Theron winds up in City Park across from the Squire's Lounge. Probably his old man is inside with Eddie Guidry, Bobby Chagnon, and those other assholes. This is the bench where he and Kristie talked together for a worldrecord six straight hours the night before she left. She is the only girl he's ever talked to for more than three seconds in his life. Theron sees a black dog in front of the lounge, lifting its leg and pissing in the doorway. He whistles, calls to it. Blackie, he says. Satan. Duke. Come here, boy. He pours a little puddle of beer on the sidewalk. The dog licks it up. He tells the dog about Kristie, about her eyes, you wouldn't believe how blue, about how she smiled more on the one side of her mouth than the other. He tells the dog how in four years, when he and Kristie are eighteen, they would be getting married and moving to California. California is Kristie's idea. The dog rests its chin on the bench and looks up at Theron. Theron scratches the dog's head. He says, We were talking about it on the phone tonight. When he and the dog finish their beer, Theron tosses the can over his head into the park. The dog fetches it and brings it back. You booze hound, Theron says.

They walk along the railroad tracks toward the ValCourt Trailer Park and home. Theron takes the pistol from his belt and aims at a telephone pole. He figures he could hit it easy, but doesn't want to scare King away, or whatever the hell his name is. King, he says to the dog. Baron? The dog watches him. Theron coaxes the beer can out of the dog's mouth. Okay, boy, go fetch, he says, and he tosses it ahead onto the tracks. But the dog picks up a scent. Woofs. Theron aims the pistol at the dog's flank. The dog scoots off into the pigweed, his muzzle to the ground. He's gone. Raccoon, Theron thinks. Possum maybe.

Theron imagines that Kristie is watching him, that somehow this is possible. She saw how he lowered the gun, spared the dog. She knew he wouldn't shoot, knows the bullet's a charm, not a missile. Of course, if someone were to start something . . . A year ago Theron saw Alvin Straughter's Catahoula hound get snapped in half by a Winnebago out on Twenty-Seven. The old man driving didn't even slow down. If that happened right here, right now, this minute, Theron would make his one shot count, that's for sure. And Kristie knows this, too. Theron tucks the pistol into his belt.

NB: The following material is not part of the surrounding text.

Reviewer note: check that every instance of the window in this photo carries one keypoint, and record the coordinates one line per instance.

Everything he does now, he does for Kristie. He whistles, kicks a stone, combs his fingers through his hair the way the boy in the jeans ad does. He smiles at nothing. He walks a little slower, like a man with plenty on his mind, a man with dreams. He sees himself as Kristie sees him, like from a distance. He's outside himself. And then it's the future. He and Kristie are on their back porch in California and she's telling him what made her fall in love with him a long time ago. His quietness, sweetness, his kindness. And his cuteness. The way he was always thinking. She could just tell, she is saying, could tell on that very first night how he was no sorryass swine like the boys who only want you for the one thing, how he was husband material.